Au sein de l’Union européenne, le Bouclier de protection des données ne constitue pas un réel changement pour de nombreuses entreprises, car les nouvelles réglementations ne contribuent que très peu à renforcer réellement la sécurité juridique. Même si les destinataires de paquets de données aux Etats-Unis peuvent se certifier eux-mêmes en suivant les nouvelles règlementations du Privacy shield, ils ne sont cependant pas à l’abri de nouvelles décisions de justice contre ce nouveau concept.
En effet, à partir mai 2018, le RGPD risque d’affecter l’ensemble des sociétés qui traitent des données de citoyens européens, dont les sociétés américaines. Ce nouveau règlement va ajouter de nouvelles obligations et sanctions notamment si le traitement n’est pas consenti ou en cas de fuite de données. Par conséquent, il est concevable que de nombreuses entreprises ne s’appuient pas sur le Bouclier de protection des données et renoncent donc aux transferts des données.
Mais le risque le plus important risque de venir du côté judiciaire. En effet, dès sa mise en place, l’organisation Digital Rights Ireland (DRI) avait déjà déposé un recours contre le Privavy shield auprès du tribunal jugeant cet accord insuffisant au niveau de la protection de la vie privée. En France c’est l’association La Quadrature du Net qui conteste l’accord devant la CJUE. De plus on peut ajouter qu’un différend existe entre Microsoft et le département américain de la Justice, ce dernier cherche à accéder à des emails stockés en Irlande. La Cour suprême américaine vient de s’emparer du dossier.
Les discussions et débats sur l’accord Privacy shield ne risquent donc pas de retomber si rapidement. Et les entreprises qui avaient espéré une règlementation claire et protectrice au niveau juridique doivent désormais attendre la fin des recours en justice.

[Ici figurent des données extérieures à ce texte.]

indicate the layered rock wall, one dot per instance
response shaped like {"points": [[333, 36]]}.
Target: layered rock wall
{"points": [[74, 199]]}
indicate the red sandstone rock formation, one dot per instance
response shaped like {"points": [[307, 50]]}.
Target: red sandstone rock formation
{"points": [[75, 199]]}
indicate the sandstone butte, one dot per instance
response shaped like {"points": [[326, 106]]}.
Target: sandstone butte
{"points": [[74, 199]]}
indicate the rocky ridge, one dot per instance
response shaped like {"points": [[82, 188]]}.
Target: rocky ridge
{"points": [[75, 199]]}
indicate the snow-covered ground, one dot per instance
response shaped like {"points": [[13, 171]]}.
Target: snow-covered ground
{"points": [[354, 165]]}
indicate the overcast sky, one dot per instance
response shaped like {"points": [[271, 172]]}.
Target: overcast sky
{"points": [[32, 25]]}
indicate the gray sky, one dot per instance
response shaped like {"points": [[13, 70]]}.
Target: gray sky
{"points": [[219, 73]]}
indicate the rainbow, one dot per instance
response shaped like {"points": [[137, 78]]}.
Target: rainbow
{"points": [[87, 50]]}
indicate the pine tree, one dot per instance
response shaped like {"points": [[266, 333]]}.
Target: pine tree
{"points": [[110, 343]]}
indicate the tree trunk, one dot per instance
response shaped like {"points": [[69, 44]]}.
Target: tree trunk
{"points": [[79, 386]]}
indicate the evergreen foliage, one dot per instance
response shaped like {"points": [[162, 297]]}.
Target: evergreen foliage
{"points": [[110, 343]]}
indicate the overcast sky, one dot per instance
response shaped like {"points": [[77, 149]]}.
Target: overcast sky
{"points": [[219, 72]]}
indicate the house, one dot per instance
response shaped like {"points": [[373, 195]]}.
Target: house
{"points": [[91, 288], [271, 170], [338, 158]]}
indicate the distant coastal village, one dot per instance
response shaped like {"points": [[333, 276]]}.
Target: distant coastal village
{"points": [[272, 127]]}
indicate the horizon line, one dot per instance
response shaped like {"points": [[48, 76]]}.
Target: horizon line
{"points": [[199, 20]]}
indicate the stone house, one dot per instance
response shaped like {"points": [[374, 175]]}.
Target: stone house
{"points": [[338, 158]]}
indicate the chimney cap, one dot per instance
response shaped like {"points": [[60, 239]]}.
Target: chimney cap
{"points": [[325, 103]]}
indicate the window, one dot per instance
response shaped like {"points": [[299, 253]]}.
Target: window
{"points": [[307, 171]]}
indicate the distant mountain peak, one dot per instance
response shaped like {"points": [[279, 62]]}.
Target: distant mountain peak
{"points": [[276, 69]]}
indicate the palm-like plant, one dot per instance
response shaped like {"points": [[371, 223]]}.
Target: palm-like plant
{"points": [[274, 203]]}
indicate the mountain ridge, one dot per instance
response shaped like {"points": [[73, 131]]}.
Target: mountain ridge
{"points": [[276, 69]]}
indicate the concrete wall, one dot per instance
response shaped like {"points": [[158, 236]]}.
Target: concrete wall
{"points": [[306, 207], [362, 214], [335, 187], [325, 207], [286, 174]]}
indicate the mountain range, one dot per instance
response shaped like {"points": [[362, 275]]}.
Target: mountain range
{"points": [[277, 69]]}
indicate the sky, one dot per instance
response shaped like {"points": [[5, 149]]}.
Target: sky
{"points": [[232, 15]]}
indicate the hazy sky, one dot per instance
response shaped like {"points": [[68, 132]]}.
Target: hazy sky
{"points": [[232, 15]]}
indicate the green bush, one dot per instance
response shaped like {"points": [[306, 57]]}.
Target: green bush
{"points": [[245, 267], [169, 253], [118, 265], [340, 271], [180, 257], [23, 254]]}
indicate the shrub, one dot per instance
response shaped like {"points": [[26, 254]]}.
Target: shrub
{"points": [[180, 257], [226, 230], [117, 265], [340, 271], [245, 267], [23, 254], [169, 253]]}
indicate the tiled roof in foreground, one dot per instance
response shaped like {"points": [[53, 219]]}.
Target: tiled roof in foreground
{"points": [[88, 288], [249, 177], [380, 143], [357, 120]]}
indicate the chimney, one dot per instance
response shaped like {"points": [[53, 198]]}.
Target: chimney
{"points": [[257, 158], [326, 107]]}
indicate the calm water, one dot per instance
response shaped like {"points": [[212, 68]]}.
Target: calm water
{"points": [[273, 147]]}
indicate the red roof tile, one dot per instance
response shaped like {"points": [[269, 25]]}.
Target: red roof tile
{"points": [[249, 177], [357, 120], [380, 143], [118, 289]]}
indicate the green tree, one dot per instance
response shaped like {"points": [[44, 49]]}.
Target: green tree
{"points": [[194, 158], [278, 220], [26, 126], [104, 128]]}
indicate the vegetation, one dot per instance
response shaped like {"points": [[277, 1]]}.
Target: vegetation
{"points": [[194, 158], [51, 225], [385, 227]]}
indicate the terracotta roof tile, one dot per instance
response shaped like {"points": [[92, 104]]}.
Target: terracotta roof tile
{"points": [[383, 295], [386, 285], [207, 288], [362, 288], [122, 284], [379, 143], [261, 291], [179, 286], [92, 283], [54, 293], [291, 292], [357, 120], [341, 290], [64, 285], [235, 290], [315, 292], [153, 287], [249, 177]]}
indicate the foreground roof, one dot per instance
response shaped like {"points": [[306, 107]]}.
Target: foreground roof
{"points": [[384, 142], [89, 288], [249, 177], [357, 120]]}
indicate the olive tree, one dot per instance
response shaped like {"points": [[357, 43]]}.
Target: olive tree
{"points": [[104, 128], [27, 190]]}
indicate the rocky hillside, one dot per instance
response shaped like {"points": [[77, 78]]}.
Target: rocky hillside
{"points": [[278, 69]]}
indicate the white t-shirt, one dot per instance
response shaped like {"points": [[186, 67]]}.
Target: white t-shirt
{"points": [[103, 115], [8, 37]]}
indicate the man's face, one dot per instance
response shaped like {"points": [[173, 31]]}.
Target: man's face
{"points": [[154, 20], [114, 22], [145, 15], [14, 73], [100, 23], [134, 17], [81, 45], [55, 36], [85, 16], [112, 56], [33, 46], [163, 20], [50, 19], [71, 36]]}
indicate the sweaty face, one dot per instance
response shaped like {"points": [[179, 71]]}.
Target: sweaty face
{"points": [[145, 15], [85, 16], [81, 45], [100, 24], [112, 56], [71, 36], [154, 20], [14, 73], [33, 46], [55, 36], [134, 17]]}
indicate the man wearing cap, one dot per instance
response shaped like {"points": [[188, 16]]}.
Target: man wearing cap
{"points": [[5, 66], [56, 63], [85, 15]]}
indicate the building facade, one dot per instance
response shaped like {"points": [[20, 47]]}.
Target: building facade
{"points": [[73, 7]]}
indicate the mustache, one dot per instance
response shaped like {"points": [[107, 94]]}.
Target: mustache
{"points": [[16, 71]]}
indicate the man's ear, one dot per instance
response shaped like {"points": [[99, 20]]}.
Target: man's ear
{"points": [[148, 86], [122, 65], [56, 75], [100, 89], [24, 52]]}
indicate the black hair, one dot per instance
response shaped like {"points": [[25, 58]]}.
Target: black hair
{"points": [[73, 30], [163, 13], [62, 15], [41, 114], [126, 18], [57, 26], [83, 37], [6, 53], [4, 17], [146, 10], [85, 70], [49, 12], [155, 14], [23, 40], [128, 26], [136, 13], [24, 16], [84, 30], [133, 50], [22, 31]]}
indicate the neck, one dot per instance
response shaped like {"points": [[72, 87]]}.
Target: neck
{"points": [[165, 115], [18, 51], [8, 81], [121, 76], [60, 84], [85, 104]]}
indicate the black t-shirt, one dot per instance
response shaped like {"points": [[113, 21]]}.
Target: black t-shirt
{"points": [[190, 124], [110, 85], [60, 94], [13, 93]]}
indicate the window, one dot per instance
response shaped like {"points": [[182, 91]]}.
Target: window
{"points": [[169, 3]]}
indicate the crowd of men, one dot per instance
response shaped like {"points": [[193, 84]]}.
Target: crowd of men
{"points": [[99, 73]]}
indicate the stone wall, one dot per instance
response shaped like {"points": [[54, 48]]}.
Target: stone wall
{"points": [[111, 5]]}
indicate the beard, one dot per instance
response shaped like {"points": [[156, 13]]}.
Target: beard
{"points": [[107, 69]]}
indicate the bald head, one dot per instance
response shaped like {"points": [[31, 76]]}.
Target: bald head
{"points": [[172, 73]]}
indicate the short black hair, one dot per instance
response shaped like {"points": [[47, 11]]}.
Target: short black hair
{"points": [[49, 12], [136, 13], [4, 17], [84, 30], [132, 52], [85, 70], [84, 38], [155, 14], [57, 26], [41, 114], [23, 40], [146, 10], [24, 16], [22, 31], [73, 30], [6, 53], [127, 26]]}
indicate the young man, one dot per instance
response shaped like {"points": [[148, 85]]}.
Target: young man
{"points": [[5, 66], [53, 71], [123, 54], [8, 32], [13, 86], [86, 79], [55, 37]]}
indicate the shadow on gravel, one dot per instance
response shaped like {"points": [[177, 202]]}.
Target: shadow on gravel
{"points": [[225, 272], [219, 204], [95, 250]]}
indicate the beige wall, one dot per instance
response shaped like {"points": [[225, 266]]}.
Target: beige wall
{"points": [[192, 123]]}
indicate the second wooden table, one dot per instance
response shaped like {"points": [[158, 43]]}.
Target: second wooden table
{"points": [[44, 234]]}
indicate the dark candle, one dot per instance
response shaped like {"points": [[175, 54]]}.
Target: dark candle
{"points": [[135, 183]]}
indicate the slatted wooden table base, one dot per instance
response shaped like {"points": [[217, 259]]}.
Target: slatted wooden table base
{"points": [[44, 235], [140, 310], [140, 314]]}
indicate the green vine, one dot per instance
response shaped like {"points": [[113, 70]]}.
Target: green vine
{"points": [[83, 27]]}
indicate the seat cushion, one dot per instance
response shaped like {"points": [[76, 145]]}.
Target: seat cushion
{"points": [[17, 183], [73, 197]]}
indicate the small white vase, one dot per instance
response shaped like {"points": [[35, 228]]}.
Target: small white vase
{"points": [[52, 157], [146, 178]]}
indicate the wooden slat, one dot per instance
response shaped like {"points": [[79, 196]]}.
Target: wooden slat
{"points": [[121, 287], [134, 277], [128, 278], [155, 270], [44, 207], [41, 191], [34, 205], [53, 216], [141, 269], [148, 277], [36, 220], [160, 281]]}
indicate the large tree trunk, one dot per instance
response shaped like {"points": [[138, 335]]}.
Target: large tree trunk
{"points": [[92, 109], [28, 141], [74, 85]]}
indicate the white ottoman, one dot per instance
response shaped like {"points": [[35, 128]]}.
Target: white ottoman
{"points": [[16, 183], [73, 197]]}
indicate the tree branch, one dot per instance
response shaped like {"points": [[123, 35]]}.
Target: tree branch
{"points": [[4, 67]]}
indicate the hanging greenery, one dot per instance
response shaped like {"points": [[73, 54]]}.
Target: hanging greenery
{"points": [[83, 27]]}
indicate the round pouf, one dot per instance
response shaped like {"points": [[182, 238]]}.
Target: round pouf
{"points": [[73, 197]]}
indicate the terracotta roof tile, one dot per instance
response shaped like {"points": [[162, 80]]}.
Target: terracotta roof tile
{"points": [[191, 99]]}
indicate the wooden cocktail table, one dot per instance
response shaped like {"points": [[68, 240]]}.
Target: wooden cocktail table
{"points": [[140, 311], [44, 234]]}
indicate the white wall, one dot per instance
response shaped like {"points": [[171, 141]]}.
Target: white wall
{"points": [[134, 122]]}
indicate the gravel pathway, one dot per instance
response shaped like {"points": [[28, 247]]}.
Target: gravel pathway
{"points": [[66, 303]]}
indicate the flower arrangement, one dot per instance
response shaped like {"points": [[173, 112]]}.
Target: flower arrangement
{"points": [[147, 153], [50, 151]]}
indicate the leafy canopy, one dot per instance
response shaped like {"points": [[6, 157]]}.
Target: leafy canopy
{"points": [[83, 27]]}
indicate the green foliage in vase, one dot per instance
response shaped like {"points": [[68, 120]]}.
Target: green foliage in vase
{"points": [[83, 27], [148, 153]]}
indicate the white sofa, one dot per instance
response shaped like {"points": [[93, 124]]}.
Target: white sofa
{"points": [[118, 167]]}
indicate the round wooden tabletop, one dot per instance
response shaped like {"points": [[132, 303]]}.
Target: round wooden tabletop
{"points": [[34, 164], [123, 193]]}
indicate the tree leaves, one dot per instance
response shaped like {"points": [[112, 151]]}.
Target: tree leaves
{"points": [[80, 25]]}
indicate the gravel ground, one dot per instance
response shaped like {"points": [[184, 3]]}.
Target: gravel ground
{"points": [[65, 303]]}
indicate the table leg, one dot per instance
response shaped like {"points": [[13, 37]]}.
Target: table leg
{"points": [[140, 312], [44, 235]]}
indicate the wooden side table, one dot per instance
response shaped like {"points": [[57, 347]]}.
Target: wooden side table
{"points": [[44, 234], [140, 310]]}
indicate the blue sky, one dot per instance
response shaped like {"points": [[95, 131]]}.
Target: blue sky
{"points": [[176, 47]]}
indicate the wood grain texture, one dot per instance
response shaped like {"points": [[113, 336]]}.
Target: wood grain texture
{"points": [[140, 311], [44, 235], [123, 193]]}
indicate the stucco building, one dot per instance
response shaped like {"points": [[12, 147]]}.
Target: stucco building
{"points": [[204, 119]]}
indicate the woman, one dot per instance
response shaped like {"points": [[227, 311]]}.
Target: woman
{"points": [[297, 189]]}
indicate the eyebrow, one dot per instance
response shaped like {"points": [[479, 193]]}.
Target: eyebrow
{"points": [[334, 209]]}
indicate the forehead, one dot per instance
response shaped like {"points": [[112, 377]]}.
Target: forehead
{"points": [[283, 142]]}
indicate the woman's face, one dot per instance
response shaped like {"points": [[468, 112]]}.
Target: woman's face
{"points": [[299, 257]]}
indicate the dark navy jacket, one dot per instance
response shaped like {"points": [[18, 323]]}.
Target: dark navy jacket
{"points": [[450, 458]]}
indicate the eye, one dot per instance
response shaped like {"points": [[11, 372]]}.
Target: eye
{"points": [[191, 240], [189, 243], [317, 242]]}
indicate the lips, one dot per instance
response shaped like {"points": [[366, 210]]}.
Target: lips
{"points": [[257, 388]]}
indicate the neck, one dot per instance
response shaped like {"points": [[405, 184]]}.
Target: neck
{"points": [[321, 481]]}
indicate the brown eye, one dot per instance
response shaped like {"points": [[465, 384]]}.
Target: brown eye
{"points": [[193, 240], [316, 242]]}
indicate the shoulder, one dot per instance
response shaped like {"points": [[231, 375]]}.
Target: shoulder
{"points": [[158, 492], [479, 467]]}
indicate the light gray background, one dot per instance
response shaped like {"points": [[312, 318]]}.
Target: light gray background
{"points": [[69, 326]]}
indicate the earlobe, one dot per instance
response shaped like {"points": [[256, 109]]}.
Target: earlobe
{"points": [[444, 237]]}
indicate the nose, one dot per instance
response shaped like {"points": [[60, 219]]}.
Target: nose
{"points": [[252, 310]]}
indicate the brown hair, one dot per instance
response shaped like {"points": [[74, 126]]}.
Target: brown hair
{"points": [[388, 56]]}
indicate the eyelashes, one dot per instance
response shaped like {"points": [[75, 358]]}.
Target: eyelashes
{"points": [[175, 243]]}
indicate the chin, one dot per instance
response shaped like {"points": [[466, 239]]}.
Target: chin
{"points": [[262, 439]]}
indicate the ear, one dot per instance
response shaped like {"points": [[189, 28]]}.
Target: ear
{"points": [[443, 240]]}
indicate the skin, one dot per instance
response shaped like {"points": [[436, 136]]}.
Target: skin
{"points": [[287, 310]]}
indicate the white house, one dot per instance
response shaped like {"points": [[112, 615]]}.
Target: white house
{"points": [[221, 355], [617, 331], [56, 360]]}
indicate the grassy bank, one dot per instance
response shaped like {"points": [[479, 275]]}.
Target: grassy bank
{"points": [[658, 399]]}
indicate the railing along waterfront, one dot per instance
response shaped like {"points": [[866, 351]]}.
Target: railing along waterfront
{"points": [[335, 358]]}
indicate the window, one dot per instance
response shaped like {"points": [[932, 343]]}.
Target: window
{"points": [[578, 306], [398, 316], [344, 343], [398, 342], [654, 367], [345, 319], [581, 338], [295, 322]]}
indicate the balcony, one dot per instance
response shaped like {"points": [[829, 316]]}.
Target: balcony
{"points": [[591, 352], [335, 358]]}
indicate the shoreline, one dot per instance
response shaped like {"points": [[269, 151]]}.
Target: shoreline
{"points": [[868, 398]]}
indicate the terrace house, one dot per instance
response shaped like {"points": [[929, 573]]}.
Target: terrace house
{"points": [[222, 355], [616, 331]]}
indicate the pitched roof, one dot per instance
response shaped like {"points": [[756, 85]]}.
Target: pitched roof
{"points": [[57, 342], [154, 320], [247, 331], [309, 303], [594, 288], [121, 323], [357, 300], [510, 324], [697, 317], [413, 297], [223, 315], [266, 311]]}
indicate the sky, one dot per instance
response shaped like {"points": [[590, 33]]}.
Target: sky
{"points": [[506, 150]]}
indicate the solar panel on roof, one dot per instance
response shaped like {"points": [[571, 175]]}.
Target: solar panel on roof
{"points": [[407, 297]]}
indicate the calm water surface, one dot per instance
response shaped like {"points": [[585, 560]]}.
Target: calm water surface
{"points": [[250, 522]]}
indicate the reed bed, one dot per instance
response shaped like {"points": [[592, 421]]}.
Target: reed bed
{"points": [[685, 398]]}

Et si les entreprises continuent à utiliser les clauses contractuelles types de l'UE pour le transfert de données, elles ne semblent pas plus sûres que le Safe Harbor. Les militants pour la protection des données soulignent, par exemple, que les arguments qui ont déjà fait l'objet d'un examen critique de l'accord Safe Harbor s'appliqueraient également aux clauses des règlements actuellement en vigueur en vertu du droit communautaire et ne pourraient donc pas non plus résister à un examen juridique détaillé de ces règlements.